Create the networks

Get the model function, and also load the real life data.

library(tidyverse)
library(gifski)
library(ggraph)
source("modelFunction_rewiring.R")
load("data/toUse.Rda")

Make 5-day graphs from the real data:

realGraphs <- vultureUtils::makeGraphs(edges = toUse, interval = "5 days", 
                       dateTimeStart = "2020-01-01 00:00:00",
                       dateTimeEnd = "2021-09-01 11:59:00",
                       weighted = FALSE, allVertices = TRUE)$graphs
nIndivs <- length(igraph::V(realGraphs[[1]]))

We have length(realGraphs) = 73 timestep graphs.

Run the model with 40 individuals.
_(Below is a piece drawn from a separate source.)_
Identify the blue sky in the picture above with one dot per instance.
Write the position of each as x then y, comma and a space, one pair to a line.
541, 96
Setting the burn.in to length(realGraphs) = 73 because for the purposes of testing the baseline dynamics, we don’t actually care about the removal aspect.
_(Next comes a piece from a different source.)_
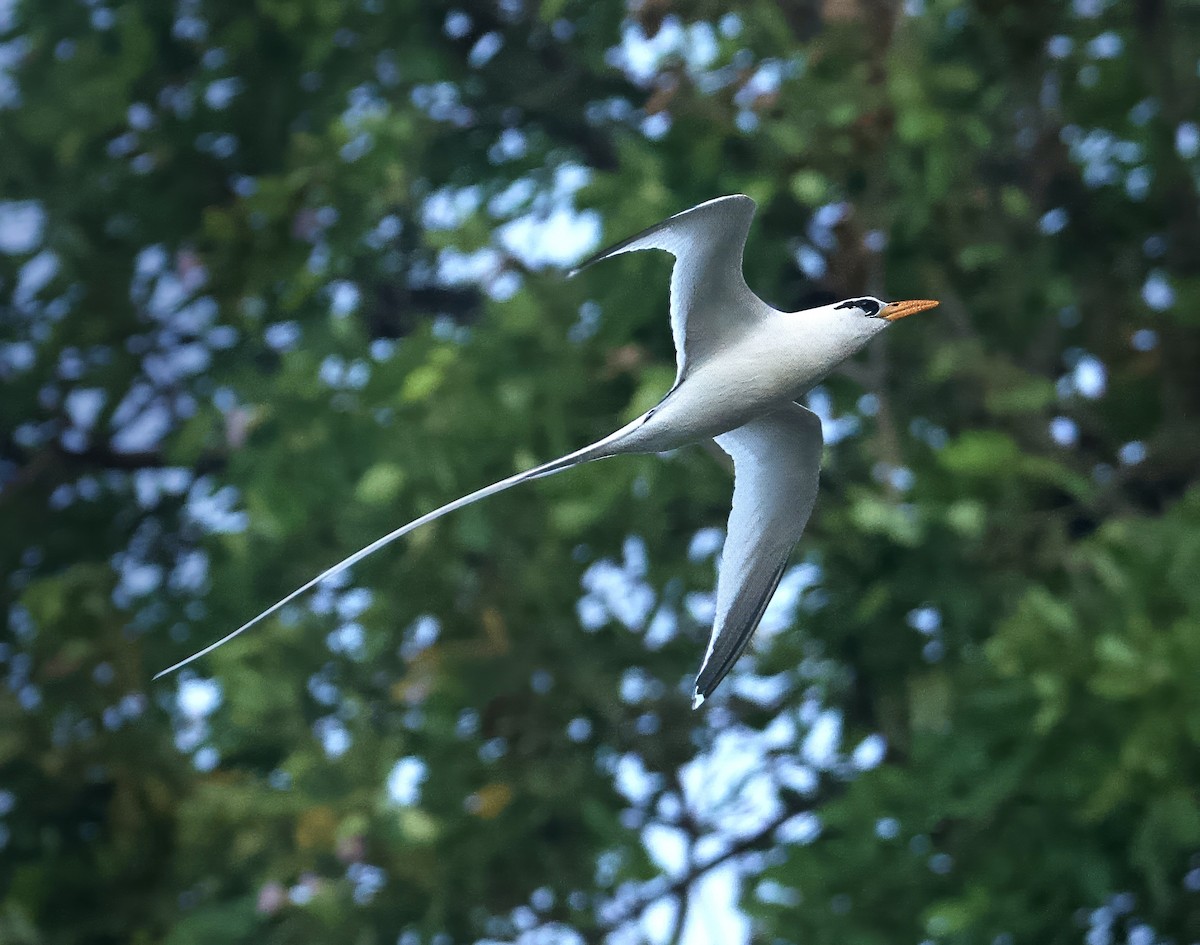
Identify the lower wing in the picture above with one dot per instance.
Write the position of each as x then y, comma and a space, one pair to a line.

modelGraphs <- runModel(N = nIndivs, burn.in = length(realGraphs), doRemoval = FALSE) %>%
  lapply(., function(x){
    igraph::graph_from_adjacency_matrix(x, mode = "undirected")
  })


# Double check that we have the same dimensions throughout
unique(unlist(lapply(modelGraphs, length)))
## [1] 40
unique(unlist(lapply(realGraphs, length)))
## [1] 40
# Good, both are the same.

Compare results from the real and modeled networks.

1) Degree Distributions

Obtain degree information:

fn <- function(x){
  igraph::degree(x) %>%
    as.data.frame()
}
degrees_real <- lapply(realGraphs, fn) %>% 
  setNames(., NULL) %>%
  data.table::rbindlist(idcol = "timestep") %>% 
  mutate(type = "real")

degrees_model <- lapply(modelGraphs, fn) %>%
  setNames(., NULL) %>%
  data.table::rbindlist(idcol = "timestep") %>%
  mutate(type = "model")

# create a single data frame for plotting
degrees <- bind_rows(degrees_real, degrees_model) %>%
  rename("degree" = ".")

Make plots:

degrees %>%
  mutate(timestep = as.factor(timestep)) %>%
  ggplot(aes(x = degree, col = timestep))+
  geom_density()+
  facet_wrap(~type)+
  theme_minimal()+
  theme(legend.position = "none")

These look worryingly different. Let’s see what happens if we remove the 0-degree individuals from the real distributions. Although we’re still going to have to figure out why there are so many more isolated nodes in the real data than in the model data, and how to replicate that in the model.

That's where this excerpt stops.